Au Vingtième Théâtre l’ensemble l’Instant Donné, présentait hier soir son concert intitulé Triples Duos. Trois créations étaient proposées, de Vincent R. Carolina, Daniel A. d’Adamo et Jean Marc Chouvel, ainsi que deux pièces d’Elliott Carter et Georges Aperghis.

Recherche de l’esthétisme confrontée aux dissonances perpétuelles d’une musique contemporaine, compositions associant puis opposant deux instruments, flûte et violon, piano et marimba, clarinette basse et violoncelle, chacune des œuvres, dans un univers musical singulier, entraîne les musiciens dans les limites de leur instrument.

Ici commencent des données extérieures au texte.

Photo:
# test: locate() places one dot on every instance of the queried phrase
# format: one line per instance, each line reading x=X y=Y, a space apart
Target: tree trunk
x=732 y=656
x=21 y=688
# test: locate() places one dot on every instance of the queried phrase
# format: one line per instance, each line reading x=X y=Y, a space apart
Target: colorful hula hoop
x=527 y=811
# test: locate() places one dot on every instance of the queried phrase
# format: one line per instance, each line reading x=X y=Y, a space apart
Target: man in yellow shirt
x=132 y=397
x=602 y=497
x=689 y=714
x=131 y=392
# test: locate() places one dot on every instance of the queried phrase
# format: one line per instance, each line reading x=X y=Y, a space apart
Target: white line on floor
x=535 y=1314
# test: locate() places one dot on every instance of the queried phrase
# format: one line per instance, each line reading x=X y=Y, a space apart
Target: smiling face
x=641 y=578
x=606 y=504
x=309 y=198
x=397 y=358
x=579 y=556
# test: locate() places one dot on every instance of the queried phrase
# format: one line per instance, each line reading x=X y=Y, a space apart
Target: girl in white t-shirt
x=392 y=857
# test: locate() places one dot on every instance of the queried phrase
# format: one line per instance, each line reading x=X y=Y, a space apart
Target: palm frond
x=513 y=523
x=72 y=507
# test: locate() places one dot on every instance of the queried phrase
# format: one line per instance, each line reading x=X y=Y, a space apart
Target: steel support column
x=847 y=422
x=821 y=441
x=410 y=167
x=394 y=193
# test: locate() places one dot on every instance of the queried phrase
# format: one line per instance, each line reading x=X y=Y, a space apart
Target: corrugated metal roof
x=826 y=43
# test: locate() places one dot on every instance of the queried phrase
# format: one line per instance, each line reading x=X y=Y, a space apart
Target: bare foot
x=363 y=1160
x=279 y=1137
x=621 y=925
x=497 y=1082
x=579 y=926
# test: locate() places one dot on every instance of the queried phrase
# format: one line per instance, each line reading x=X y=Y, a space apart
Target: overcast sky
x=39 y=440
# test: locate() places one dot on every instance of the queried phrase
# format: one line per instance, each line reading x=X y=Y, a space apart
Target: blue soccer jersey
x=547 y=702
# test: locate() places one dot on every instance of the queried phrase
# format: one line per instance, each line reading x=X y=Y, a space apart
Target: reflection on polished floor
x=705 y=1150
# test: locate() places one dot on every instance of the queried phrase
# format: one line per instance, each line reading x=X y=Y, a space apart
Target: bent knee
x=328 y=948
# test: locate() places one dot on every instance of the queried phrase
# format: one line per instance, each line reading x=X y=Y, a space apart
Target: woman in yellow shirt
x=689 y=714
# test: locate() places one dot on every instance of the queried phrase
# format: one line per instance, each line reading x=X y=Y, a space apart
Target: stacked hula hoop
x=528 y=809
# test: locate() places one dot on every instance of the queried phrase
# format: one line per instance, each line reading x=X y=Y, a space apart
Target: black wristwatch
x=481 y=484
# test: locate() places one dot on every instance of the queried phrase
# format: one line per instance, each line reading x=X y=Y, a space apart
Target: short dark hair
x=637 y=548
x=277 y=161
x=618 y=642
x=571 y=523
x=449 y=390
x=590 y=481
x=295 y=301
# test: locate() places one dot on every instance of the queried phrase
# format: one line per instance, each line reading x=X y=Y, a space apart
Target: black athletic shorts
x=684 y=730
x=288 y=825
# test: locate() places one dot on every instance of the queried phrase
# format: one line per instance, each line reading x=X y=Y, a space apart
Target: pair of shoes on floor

Dans la première création « Lieu commun », Vincent R. Carolina assigne à chaque duo une couche rythmique et harmonique « banale », la superposition de ces couches créant des objets sonores complexes, fugaces et en perpétuelle variation. Dans « Breath », de Daniel A. d’Adamo, clarinette basse et violoncelle se confondent, puis se différencient, l’un étant alors soumis à la dynamique musicale et sonore de l’autre. Enfin, avec Jean Marc Chouvel, dans « Cinq dénis du temps », pour flûte et violon, sont explorées de façon quasi mathématique des palettes sonores tantôt d’une grande complexité rythmique, tantôt ultra minimaliste, avec un violon en « bruit de fond », laissant la flûte jouer sur une seule note, modifiant la durée, l’attaque et le volume sonore… du morse musical.

L’Instant Donné explore la musique contemporaine avec rigueur et plaisir, nous communiquant l’envie de comprendre ces œuvres complexes, en dehors de tout dispositif électroacoustique, par la simple expression de leurs instruments.  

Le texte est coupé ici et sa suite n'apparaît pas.